Peter Richter „Preise

Preise

Was treibt erwachsene Menschen an, sich freiwillig an Journalistenpreisausschreiben zu beteiligen? Unerfahrenheit? Gedankenlosigkeit? Man wird ja wohl nicht im Ernst einer sein wollen, auf den sich eine Jury einigen kann, zumal eine, die aus anderen Journalisten besteht. Also was? Die einzige Entschuldigung, die zählt, wären Steuerschulden oder erlittenes Unrecht. Journalistenpreise gibt es grundsätzlich nur für Reportagen, denn Journalistenpreise sind grundsätzlich Trostpreise, mit denen Leid und Entbehrungen aufgewogen werden sollen. Und Reporter müssen vieles entbehren, nämlich etwa achtzig Prozent dessen, was die Welt und das Leben ausmacht. Reporter sind für den traurigen Rest zuständig. Dauernd müssen sie mit der Transsibirischen Eisenbahn krebskranke Albinokinder beim Sterben begleiten.
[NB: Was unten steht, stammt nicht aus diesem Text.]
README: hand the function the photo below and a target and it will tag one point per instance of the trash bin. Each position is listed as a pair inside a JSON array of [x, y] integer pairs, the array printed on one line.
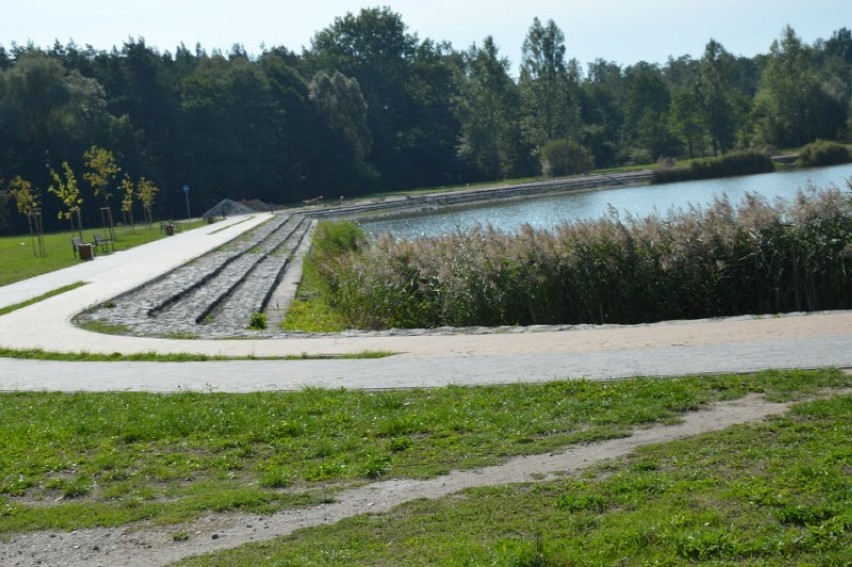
[[85, 251]]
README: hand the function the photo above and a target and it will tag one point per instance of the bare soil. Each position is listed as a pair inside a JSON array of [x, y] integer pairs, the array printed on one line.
[[147, 545]]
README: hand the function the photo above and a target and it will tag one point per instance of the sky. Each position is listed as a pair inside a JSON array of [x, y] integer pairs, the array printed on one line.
[[621, 31]]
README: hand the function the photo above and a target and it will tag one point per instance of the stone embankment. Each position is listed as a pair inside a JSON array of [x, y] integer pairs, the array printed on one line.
[[213, 296], [431, 201]]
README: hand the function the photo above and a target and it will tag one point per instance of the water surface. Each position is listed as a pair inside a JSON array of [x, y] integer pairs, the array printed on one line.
[[639, 201]]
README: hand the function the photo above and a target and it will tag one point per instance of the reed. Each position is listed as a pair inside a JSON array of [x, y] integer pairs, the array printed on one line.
[[755, 257]]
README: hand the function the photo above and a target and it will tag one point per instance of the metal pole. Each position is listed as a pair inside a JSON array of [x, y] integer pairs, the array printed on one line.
[[186, 194]]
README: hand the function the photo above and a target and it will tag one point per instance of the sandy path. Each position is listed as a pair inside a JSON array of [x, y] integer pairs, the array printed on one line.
[[144, 546]]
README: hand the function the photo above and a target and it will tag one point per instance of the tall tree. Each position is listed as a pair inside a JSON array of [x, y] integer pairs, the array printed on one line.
[[717, 97], [792, 106], [550, 108], [375, 49], [646, 110], [346, 141], [602, 111], [102, 171], [488, 110]]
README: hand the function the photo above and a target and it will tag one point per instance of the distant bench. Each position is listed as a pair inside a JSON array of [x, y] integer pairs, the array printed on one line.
[[169, 228], [104, 243], [81, 249]]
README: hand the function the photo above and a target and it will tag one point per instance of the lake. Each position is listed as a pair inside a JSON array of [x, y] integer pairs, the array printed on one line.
[[639, 201]]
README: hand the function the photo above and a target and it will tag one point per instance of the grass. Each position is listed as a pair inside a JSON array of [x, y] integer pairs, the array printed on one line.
[[775, 493], [83, 356], [19, 263], [71, 461], [42, 297]]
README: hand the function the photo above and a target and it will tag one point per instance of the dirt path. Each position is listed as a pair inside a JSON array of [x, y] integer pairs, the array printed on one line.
[[144, 545]]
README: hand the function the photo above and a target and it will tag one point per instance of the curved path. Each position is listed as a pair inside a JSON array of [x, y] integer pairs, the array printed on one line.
[[594, 352]]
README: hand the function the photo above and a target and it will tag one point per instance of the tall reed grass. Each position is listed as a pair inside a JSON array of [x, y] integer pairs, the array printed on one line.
[[753, 258]]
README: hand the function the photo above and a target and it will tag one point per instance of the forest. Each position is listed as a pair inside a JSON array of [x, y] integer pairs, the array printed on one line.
[[369, 107]]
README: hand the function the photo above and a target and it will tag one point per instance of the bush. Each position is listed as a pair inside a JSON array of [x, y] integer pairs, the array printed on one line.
[[744, 163], [565, 157], [822, 153], [257, 321]]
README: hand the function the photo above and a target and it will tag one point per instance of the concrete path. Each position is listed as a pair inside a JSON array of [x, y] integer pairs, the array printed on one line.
[[594, 352]]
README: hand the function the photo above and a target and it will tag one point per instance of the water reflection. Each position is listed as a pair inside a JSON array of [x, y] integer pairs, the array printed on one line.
[[640, 201]]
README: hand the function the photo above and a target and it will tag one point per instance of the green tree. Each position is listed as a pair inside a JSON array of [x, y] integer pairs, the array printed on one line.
[[46, 111], [128, 191], [603, 94], [102, 171], [717, 97], [646, 109], [685, 118], [793, 106], [548, 87], [146, 192], [28, 205], [340, 101], [68, 192], [565, 157], [489, 134], [374, 48]]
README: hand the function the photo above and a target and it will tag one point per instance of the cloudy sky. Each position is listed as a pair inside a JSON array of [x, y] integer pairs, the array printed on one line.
[[623, 31]]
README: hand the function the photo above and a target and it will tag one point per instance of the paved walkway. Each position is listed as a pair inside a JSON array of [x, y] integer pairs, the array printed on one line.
[[608, 352]]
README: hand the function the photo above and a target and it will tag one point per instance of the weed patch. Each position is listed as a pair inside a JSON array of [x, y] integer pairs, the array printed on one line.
[[81, 460]]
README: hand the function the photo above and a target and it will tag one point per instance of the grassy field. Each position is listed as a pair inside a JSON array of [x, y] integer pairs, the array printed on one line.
[[70, 461], [19, 262], [775, 493]]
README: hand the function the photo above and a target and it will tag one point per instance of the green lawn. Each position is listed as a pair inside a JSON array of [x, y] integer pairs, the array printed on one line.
[[71, 461], [19, 262], [773, 493]]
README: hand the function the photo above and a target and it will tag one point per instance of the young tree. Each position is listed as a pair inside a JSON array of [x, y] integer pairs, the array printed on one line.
[[146, 192], [127, 201], [69, 193], [102, 170], [685, 118]]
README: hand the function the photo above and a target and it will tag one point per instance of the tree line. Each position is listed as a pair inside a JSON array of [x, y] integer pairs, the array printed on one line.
[[370, 107]]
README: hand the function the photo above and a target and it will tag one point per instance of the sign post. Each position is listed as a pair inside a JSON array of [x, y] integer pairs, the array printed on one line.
[[185, 190]]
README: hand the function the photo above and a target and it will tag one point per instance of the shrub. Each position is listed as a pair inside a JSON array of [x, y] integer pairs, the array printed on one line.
[[822, 153], [257, 321]]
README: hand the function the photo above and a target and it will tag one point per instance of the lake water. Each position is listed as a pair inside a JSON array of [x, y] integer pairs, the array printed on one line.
[[640, 201]]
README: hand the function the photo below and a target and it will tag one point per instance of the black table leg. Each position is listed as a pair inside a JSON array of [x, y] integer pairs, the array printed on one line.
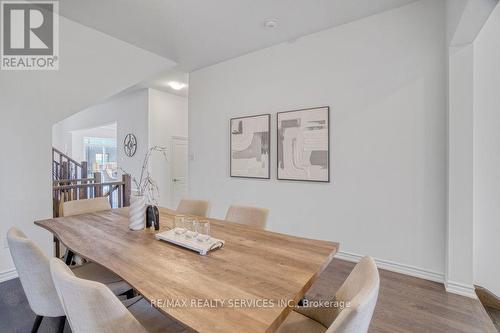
[[36, 324]]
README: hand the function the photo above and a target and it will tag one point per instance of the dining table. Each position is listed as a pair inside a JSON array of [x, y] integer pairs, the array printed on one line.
[[248, 285]]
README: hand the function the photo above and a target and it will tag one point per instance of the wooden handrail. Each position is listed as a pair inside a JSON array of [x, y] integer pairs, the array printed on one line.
[[55, 182], [69, 187], [65, 167]]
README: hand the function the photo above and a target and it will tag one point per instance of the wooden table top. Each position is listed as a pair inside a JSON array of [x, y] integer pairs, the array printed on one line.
[[251, 274]]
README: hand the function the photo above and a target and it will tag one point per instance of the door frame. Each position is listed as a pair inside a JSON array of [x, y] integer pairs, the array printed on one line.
[[173, 140]]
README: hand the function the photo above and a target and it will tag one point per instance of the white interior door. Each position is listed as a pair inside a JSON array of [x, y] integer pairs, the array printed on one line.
[[179, 179]]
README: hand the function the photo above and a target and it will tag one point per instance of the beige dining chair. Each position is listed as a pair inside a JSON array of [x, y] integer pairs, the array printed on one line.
[[91, 307], [359, 293], [194, 207], [253, 216], [32, 267]]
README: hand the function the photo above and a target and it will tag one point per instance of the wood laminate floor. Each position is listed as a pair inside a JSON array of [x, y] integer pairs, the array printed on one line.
[[405, 304]]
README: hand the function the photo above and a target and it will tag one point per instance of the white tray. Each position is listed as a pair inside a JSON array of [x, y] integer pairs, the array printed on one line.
[[190, 243]]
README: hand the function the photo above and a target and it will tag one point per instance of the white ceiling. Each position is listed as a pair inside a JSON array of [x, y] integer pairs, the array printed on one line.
[[199, 33]]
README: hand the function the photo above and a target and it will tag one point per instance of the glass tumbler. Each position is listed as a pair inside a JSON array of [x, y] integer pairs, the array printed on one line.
[[191, 228], [180, 225], [203, 231]]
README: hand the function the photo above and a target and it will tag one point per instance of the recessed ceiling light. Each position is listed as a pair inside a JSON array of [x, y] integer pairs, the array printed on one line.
[[270, 23], [176, 85]]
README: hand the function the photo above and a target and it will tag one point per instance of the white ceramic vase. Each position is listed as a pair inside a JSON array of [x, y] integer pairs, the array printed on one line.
[[137, 212]]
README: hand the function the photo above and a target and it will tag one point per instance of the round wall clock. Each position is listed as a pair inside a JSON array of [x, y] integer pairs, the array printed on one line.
[[130, 145]]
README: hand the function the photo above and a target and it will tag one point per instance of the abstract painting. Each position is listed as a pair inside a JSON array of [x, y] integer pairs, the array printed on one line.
[[304, 144], [250, 149]]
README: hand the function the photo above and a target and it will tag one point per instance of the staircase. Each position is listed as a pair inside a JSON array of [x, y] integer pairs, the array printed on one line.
[[64, 167]]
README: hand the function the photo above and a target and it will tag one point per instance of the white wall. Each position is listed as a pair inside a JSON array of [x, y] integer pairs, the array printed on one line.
[[487, 155], [129, 112], [168, 117], [93, 66], [384, 78], [459, 263]]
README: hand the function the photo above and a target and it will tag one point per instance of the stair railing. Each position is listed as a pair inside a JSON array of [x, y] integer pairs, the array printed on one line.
[[64, 167]]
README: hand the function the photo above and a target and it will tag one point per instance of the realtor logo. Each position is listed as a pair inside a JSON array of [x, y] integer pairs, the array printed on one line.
[[29, 35]]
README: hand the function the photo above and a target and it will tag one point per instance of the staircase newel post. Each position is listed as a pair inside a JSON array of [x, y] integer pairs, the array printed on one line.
[[97, 183], [127, 189], [84, 174]]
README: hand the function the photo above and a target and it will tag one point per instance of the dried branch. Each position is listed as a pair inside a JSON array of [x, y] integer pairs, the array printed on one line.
[[146, 184]]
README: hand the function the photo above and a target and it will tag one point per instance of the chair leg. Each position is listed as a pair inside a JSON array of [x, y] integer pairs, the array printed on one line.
[[62, 321], [36, 324]]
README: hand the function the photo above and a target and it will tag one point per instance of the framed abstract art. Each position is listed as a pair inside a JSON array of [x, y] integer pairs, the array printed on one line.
[[250, 148], [304, 144]]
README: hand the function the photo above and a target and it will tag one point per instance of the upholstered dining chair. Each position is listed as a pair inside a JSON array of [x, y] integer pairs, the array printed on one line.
[[253, 216], [358, 293], [32, 266], [193, 207], [91, 307]]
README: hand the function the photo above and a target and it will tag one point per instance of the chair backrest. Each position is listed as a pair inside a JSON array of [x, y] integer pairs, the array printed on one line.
[[194, 207], [253, 216], [360, 289], [34, 272], [90, 306], [84, 206]]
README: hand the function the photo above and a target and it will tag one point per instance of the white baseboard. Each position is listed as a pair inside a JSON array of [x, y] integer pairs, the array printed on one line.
[[396, 267], [460, 289], [8, 275]]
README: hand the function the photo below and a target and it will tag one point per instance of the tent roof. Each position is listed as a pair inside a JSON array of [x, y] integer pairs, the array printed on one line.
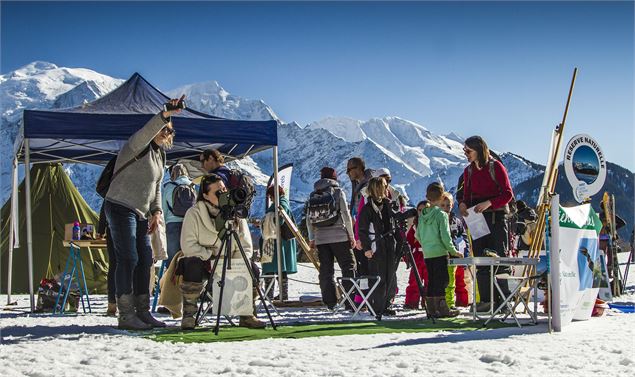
[[94, 132]]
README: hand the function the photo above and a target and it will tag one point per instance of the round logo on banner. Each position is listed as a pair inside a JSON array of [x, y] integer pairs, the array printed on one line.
[[585, 166]]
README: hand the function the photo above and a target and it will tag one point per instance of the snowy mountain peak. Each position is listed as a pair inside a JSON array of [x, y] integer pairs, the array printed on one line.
[[343, 127], [211, 98], [38, 84]]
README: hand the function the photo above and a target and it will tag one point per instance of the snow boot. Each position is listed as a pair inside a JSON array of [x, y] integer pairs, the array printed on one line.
[[431, 307], [112, 309], [443, 310], [142, 306], [128, 319], [251, 322], [190, 292]]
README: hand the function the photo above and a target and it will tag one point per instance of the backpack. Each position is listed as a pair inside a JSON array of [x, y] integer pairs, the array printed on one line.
[[108, 174], [242, 187], [323, 207], [285, 230], [530, 227], [183, 198]]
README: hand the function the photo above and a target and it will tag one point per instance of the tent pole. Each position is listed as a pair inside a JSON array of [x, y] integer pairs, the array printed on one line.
[[29, 228], [277, 214], [12, 226]]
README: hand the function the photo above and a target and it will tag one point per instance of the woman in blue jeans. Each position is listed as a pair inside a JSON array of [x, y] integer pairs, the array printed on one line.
[[133, 210]]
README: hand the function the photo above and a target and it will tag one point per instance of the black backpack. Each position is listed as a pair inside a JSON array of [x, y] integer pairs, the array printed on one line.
[[183, 198], [323, 207], [242, 187], [108, 174]]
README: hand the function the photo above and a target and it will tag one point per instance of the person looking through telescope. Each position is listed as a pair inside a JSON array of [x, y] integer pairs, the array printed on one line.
[[201, 240]]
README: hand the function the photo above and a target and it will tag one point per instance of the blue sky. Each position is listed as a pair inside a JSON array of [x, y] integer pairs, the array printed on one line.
[[498, 69]]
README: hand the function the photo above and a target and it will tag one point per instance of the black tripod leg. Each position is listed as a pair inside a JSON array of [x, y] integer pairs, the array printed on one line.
[[253, 278], [222, 283], [422, 294], [208, 287]]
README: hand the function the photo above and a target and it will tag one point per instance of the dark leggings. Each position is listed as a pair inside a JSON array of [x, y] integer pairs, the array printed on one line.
[[133, 253], [497, 241], [438, 277], [112, 267]]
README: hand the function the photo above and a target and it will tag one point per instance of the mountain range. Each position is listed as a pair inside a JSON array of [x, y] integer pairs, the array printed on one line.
[[414, 155]]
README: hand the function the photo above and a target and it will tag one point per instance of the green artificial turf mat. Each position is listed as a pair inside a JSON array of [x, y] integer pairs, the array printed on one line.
[[232, 334]]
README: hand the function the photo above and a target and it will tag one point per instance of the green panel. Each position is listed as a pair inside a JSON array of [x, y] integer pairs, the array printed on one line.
[[233, 334]]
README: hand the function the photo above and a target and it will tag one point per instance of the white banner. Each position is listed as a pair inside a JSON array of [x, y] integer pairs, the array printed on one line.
[[237, 294], [576, 269], [284, 180]]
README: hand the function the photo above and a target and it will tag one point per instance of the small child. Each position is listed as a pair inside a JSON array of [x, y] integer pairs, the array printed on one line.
[[456, 283], [433, 232], [412, 291]]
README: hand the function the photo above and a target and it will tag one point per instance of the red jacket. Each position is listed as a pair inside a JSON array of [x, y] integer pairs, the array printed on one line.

Alles andere wäre frivol und beim Preisausschreiben völlig zu Recht chancenlos. Außerdem müssen sie unablässig bedeutungsvolle Ein-Satz-Absätze in ihre Texte stellen, das sieht, weiß Gott, bescheuert genug aus.


Nämlich so.


Ist aber wichtig für die Wirkung: Tiefe und so. Für 10 000 Euro Preisgeld macht man selbst so was, und davon darf man, nach Steuern, ungefähr die Hälfte ja sogar behalten; für viele freie Journalisten, die manchmal ein ganzes Jahr Arbeit in so eine Sache investiert haben, wäre das immer noch erfreulich viel Geld. Aber wer das Geld nötig hat, kriegt den Preis eher selten. Diese Preise gehen an die immer gleiche Sorte von Reportern für die immer gleiche Sorte von Texten. Und solange für alles andere Sonderkategorien für "humorvolle Berichterstattung" erfunden werden müssen, in denen sich jemand mit Selbstwert- und/oder Sprachgefühl auch nicht besonders wohlfühlen kann; so lange sind diese Preise nichts anderes als die Subventionierung einer normativen Freudlosigkeit und die Honorierung von maximalem Geldeinsatz zur Beschreibung maximalen Elends. Anders gesagt: Auch Preisjurys machen am liebsten auf den größten Haufen. Wenn die Preisausschreiber auch nur halb so sozial orientiert wären, wie sie es von ihren Preisträgerthemen verlangen, dann sollten sie mit ihren Preisen verdammt noch mal nicht dauernd nach festangestellten "Spiegel"-Redakteuren werfen, deren gewiss sehr gute Arbeit ohnehin sehr gut beachtet und sehr gut bezahlt wird; sie könnten etwas für den Nachwuchs tun, der sich mit unbezahlten Praktika unter Wasser hält, sie könnten journalistische Formen fördern, mit denen bisher weder Ruhm noch Geld zu verdienen waren, sie könnten denen unter die Arme greifen, die in sonderbaren Fanzines, Stadtmagazinen oder Gratisblättern die sogenannte Pressevielfalt in verblüffende Bereiche dehnen. Oder oder oder.

Wobei natürlich nicht gesagt sein soll, dass nicht auch das monatelang recherchierte Stück über die krebskranken Albinokinder ein großes Lesevergnügen sein kann, durch das sich die Welt wieder mal kein bisschen ändert.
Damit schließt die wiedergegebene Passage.